If we know \(P\), this is relatively easy. Marginalize out all influences to the causal variable of interest, which we show graphically as wiping out a link.

Now suppose we are not given complete knowledge of \(P\), but only *some* of the conditional distributions. (there are *unobservable variables*).
This is the setup of observational studies and epidemiology and so on.

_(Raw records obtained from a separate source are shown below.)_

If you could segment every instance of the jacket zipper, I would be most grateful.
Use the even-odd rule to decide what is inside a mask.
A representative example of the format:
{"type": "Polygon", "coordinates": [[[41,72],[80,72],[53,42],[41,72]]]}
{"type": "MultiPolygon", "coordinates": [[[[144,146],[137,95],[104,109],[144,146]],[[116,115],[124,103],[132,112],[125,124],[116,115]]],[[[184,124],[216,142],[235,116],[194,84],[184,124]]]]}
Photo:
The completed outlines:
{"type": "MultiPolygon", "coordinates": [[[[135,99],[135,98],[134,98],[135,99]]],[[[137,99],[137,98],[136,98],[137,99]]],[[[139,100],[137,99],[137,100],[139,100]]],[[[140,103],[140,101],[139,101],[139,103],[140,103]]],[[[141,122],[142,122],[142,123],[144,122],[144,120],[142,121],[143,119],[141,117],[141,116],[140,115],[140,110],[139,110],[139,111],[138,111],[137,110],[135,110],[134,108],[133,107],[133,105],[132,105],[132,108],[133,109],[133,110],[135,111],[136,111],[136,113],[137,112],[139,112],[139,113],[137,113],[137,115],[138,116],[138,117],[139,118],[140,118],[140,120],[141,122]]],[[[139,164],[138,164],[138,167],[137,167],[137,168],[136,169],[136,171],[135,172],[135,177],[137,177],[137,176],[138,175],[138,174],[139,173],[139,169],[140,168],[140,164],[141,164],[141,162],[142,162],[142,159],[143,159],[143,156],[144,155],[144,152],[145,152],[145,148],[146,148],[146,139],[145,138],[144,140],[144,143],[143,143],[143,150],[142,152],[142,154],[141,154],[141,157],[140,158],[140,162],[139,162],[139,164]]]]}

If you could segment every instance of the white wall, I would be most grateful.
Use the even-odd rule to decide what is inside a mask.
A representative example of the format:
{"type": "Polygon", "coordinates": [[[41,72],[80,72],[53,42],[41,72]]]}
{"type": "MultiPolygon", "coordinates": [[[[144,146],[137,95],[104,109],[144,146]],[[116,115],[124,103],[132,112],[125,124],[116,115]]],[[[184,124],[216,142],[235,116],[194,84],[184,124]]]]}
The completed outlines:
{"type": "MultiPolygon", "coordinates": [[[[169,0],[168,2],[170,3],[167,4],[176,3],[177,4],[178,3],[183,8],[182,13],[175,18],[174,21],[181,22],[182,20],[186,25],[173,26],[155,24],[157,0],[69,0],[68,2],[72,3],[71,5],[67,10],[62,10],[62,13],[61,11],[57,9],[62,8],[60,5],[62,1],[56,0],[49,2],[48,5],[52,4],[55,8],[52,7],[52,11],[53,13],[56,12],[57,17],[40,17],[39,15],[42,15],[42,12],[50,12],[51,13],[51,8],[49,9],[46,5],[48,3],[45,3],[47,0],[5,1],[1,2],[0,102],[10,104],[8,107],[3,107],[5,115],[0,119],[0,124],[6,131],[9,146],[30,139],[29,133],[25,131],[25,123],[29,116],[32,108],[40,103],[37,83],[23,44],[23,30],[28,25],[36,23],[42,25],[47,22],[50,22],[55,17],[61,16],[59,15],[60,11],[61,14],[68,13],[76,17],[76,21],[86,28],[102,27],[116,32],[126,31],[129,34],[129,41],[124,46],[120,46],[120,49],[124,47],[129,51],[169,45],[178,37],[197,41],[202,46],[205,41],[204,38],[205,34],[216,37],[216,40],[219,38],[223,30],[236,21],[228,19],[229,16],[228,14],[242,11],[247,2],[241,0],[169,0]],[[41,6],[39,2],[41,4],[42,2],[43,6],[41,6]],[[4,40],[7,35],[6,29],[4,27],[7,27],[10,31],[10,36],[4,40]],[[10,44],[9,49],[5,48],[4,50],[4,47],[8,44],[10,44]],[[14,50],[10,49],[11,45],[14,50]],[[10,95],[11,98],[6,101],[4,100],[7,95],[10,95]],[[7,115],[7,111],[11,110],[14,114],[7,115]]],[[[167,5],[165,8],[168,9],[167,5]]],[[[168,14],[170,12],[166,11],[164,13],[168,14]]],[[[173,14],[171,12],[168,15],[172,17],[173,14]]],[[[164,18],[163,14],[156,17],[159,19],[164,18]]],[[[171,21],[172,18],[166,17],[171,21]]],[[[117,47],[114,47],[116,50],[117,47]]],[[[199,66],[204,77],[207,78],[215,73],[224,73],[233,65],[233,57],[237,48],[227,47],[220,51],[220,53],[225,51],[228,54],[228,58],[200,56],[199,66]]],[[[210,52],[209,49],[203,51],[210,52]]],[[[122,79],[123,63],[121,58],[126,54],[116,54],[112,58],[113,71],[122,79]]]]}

What variables *must* we know the conditional distributions of in order to know the conditional effect?
That is, we call a set of covariates \(\mathbf{S}\) an *admissible set* (or *sufficient set*)
with respect to identifying the effect of \(X\) on \(Y\) iff

\[ p(Y=y|\operatorname{do}(X=x))=\sum_{\mathbf{s}} P(Y=y|X=x,\mathbf{S}=\mathbf{s}) P(\mathbf{S}=\mathbf{s}). \]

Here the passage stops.